The library’s third floor contains circulating collections, reader and lounge seating, study rooms, a presentation room, as well as classrooms, faculty offices, and work areas designed to facilitate interaction between library faculty and other units of the university and to support training and instruction initiatives. The library’s Instructional Services [36] division office suite and collaborative workroom is adjacent to the third floor classroom/computer area and a separate proposed Problem Based Learning classroom used for library instruction presentations, face-to-face units of the library’s for-credit course LIBR 1101, faculty development and training sessions, and for scheduled university classes.  Plans have been developed in association with the university’s Office of Disability Services for an expanded Assistive Technology Laboratory on the third floor.  The current lab, located on the second floor, is available for students registered with that office.

Library physical collections include (2011, 2012 figures) some 488,000, which is higher than the 330,000 average among in-state peer institutions, over 1 million units of micro format materials, and over 700 current print journal subscriptions. The library provides access to extensive collections of online materials, including over 73,000 journal titles, current and archival backfiles of hundreds of U.S. newspapers, and current and retrospective indices.   University users downloaded over 400,000 full text resources from library databases in 2010 [37].  University of West Georgia affiliates have 24/7 password access to electronic collections purchased by the library or available through the University System of Georgia’s GALILEO consortium.  The library has aggressively pursued online collection development to broaden the scope of information resources to support teaching and research, to support the university’s online eCore courses, and to facilitate space re-allocation within the library facility; for example, the library recently purchased a database from the Inter-University Consortium for Political and Social Research, a data archive of more than 500,000 files of research in the social sciences, which will help to support the new Ph.D. program in psychology [38]. More detailed information about the holdings of the Ingram Library can be found in the report for Core Requirement 2.9.

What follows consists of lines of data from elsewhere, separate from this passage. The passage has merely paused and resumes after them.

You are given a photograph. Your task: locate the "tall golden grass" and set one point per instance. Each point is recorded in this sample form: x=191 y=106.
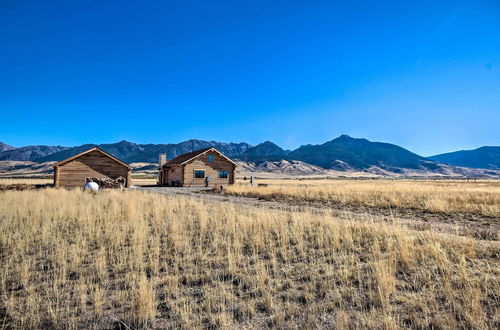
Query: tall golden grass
x=481 y=197
x=71 y=259
x=6 y=181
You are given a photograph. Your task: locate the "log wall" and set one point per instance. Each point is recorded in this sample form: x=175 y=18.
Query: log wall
x=92 y=164
x=219 y=163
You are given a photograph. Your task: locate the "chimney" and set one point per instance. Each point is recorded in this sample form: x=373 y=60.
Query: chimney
x=163 y=159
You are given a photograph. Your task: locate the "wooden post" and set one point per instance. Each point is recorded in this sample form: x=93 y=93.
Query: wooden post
x=56 y=176
x=129 y=179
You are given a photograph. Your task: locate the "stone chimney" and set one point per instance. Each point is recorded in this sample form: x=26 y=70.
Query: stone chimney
x=163 y=159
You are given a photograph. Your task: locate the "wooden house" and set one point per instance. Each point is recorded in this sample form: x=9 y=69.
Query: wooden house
x=92 y=163
x=205 y=167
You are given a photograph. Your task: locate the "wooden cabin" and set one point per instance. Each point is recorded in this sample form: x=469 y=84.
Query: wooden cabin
x=92 y=163
x=205 y=167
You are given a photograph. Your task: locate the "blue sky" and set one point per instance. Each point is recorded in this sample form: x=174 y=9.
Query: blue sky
x=422 y=74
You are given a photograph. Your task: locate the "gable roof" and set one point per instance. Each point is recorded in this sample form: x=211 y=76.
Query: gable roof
x=184 y=158
x=67 y=160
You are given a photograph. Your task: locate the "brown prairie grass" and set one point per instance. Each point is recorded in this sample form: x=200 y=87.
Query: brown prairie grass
x=71 y=259
x=8 y=181
x=481 y=197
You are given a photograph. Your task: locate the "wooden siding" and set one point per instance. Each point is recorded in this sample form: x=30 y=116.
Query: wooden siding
x=211 y=168
x=92 y=164
x=173 y=173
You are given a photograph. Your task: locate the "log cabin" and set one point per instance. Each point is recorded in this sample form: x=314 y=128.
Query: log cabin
x=92 y=163
x=205 y=167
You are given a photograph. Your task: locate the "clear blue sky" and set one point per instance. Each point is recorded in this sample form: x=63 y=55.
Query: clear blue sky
x=422 y=74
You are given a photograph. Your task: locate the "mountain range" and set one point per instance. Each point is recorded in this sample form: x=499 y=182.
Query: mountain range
x=484 y=157
x=344 y=153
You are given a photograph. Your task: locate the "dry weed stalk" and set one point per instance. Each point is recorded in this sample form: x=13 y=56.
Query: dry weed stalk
x=76 y=260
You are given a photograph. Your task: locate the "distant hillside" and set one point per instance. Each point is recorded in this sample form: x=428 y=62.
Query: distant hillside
x=30 y=153
x=133 y=153
x=349 y=152
x=5 y=147
x=266 y=151
x=484 y=157
x=343 y=154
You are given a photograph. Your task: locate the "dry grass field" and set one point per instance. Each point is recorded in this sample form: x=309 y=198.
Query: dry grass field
x=8 y=181
x=130 y=259
x=441 y=196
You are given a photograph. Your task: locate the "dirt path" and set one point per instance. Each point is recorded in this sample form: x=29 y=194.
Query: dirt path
x=484 y=228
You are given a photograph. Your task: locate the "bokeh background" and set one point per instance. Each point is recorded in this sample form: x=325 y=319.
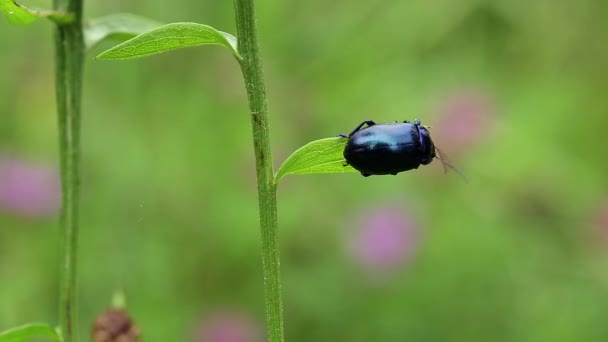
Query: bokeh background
x=515 y=92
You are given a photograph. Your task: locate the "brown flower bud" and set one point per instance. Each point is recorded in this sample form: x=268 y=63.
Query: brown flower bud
x=114 y=325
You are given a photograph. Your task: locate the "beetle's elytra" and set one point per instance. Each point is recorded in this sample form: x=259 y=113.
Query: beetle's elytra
x=382 y=149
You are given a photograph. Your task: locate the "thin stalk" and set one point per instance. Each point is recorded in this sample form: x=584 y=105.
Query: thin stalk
x=69 y=58
x=251 y=66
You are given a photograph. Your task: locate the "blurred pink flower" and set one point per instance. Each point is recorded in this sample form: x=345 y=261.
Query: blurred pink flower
x=462 y=120
x=385 y=240
x=228 y=327
x=27 y=189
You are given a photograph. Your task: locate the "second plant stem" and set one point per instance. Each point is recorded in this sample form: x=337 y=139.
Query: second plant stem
x=251 y=67
x=69 y=58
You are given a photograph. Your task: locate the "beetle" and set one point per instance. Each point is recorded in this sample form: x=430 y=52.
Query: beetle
x=383 y=149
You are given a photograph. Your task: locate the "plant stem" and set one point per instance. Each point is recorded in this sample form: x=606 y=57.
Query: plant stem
x=251 y=66
x=69 y=58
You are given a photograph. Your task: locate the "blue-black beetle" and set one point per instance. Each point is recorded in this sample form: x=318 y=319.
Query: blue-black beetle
x=383 y=149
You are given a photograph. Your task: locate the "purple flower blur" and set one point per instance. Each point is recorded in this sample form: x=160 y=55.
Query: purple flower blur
x=463 y=119
x=228 y=327
x=385 y=240
x=27 y=189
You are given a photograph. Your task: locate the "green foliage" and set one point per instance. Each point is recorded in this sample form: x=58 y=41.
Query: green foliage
x=170 y=37
x=29 y=331
x=20 y=15
x=319 y=156
x=121 y=26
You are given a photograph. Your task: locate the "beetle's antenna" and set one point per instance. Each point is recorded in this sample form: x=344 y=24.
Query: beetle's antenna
x=446 y=164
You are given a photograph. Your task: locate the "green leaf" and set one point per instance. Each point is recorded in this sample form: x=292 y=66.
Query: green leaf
x=319 y=156
x=170 y=37
x=29 y=331
x=20 y=15
x=121 y=26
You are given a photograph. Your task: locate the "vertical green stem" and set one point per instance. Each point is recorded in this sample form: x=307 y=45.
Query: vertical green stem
x=69 y=58
x=251 y=66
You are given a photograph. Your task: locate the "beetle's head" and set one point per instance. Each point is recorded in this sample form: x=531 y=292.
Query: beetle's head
x=427 y=147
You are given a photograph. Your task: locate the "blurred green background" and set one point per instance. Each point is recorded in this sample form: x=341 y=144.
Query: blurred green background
x=516 y=95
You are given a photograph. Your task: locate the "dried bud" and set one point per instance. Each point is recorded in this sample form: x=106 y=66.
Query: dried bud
x=115 y=325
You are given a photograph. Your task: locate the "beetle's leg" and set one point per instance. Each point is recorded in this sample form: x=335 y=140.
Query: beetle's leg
x=368 y=122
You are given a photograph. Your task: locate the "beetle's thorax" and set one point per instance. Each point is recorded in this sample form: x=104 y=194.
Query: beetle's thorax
x=427 y=147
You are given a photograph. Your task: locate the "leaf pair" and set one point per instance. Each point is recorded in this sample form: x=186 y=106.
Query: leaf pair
x=144 y=37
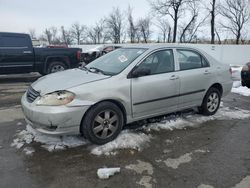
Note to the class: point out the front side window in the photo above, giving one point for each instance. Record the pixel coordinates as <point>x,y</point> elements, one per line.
<point>159,62</point>
<point>190,60</point>
<point>116,61</point>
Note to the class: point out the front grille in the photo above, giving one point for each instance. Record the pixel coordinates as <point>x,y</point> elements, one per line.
<point>32,95</point>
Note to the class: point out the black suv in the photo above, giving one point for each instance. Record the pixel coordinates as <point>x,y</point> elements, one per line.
<point>17,55</point>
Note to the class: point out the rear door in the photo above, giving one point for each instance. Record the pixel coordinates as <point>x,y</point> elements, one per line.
<point>156,93</point>
<point>195,77</point>
<point>16,53</point>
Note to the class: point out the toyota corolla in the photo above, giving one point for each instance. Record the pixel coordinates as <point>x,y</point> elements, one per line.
<point>126,85</point>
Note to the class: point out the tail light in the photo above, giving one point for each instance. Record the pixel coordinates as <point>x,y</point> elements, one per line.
<point>231,71</point>
<point>245,68</point>
<point>78,55</point>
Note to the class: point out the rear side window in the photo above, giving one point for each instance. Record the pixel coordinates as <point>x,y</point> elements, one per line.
<point>190,60</point>
<point>159,62</point>
<point>14,41</point>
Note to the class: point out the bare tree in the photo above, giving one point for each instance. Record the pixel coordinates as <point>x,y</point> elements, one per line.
<point>236,13</point>
<point>114,23</point>
<point>171,8</point>
<point>213,14</point>
<point>165,30</point>
<point>144,29</point>
<point>188,31</point>
<point>131,28</point>
<point>66,36</point>
<point>48,35</point>
<point>32,33</point>
<point>77,32</point>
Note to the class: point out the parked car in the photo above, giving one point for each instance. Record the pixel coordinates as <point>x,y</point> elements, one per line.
<point>94,53</point>
<point>245,75</point>
<point>126,85</point>
<point>17,55</point>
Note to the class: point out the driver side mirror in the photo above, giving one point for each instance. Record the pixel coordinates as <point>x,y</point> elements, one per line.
<point>138,72</point>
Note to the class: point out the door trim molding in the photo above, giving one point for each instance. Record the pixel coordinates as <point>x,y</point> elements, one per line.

In addition to Ingram Library, and outside of its direct administrative jurisdiction, the University maintains staffed areas to support additional information and archival collections.  These include:

Ingram Library is a member of the Association of College & Research Libraries (ACRL), a division of the American Library Association. Ingram Library supports the "Standards for Libraries in Higher Education" approved by the ACRL Board of Directors in October, 2011.  These new standards are designed to guide the Library in advancing and sustaining its role in educating students, achieving its mission, and positioning the Library as a campus leader in assessment and continuous improvement [45].

Finally, it should be noted that the University of West Georgia ensures that all distance education students, regardless of where they are located, have access to library/learning resources adequate to support the courses they are taking (see section "Library Resources" in the table "Comparison of Student Services Offered Face-to-Face and Externally/Online" [46].